Rose O'Paradise

“Have you ever had any babies, Lafe?” she ventured.

A perceptible shadow crossed the man’s face.

“Yes,” said he hesitatingly. “Me and Peggy had a boy—a little fellow with curly hair—a Jew baby. Peggy always let me call him a Jew baby, though he was part Irish.”

“Oh!” gasped Jinnie, radiantly.

“I was a big fellow then, kid, with fine, strong legs, an’ nights, when I’d come home, I’d carry the little chap about.”

The cobbler’s eyes glistened with the memory, but shadowed almost instantly. 64

64

“But one day––” he hesitated.

The pause brought an exclamation from the girl.

“And one day—what?” she demanded.

“He died; that’s all,” and Lafe gazed unseeingly at the snow-covered tracks.

“And you buried him?” asked Virginia, softly.

“Yes, an’ the fault was mostly mine, Jinnie. I ain’t had no way to make it up to Peggy, but there’s lots of to-morrows.”

“You’ll make her happy then?” ejaculated the girl.

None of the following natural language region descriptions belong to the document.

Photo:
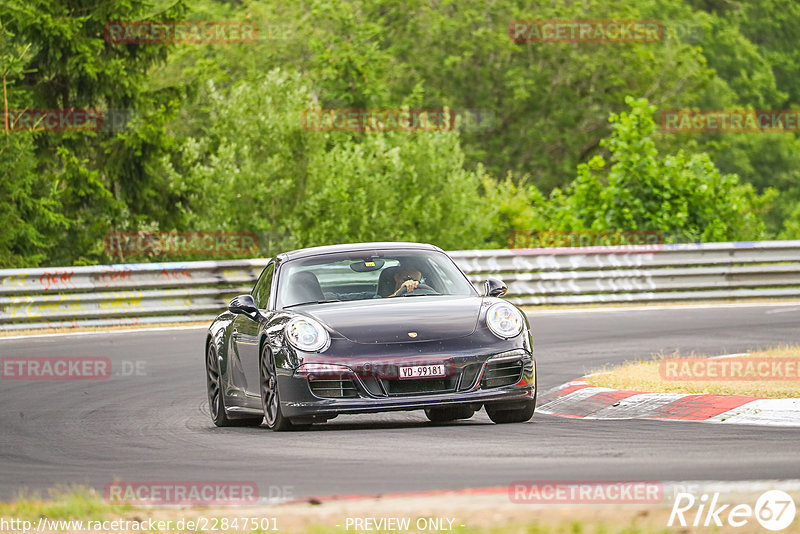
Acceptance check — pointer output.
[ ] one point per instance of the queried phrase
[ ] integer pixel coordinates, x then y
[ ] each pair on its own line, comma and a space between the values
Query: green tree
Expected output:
682, 195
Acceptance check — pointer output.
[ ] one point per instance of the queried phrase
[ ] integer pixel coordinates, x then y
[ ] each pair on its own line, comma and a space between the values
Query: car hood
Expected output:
396, 320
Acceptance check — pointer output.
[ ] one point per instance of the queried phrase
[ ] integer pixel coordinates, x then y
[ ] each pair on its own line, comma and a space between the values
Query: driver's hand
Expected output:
410, 285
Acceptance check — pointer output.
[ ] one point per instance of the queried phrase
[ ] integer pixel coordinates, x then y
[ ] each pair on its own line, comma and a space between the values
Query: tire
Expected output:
216, 400
515, 412
449, 413
270, 397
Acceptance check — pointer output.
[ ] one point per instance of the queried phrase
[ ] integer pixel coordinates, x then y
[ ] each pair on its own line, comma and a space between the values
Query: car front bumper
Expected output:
470, 380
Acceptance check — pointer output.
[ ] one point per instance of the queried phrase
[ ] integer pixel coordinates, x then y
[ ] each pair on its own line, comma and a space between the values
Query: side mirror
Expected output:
495, 287
244, 304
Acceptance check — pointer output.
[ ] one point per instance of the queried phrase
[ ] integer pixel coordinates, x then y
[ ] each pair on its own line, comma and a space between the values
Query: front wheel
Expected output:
511, 413
216, 399
270, 398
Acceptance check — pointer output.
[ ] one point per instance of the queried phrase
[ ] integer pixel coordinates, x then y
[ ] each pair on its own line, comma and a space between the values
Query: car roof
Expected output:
355, 247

“Yes,” said Lafe, “an’ I might a done it then, but I wouldn’t listen to the voices.”

A look of bewildered surprise crossed the girl’s face. Were they spirit voices, the voices in the pines, of which Lafe was speaking? She’d ask him.

“God’s voices out of Heaven,” said he, in answer to her query. “They come every night, but I wouldn’t listen, till one day my boy was took. Then I heard another voice, demandin’ me to tell folks what was what about God. But I was afraid an’ a—coward.”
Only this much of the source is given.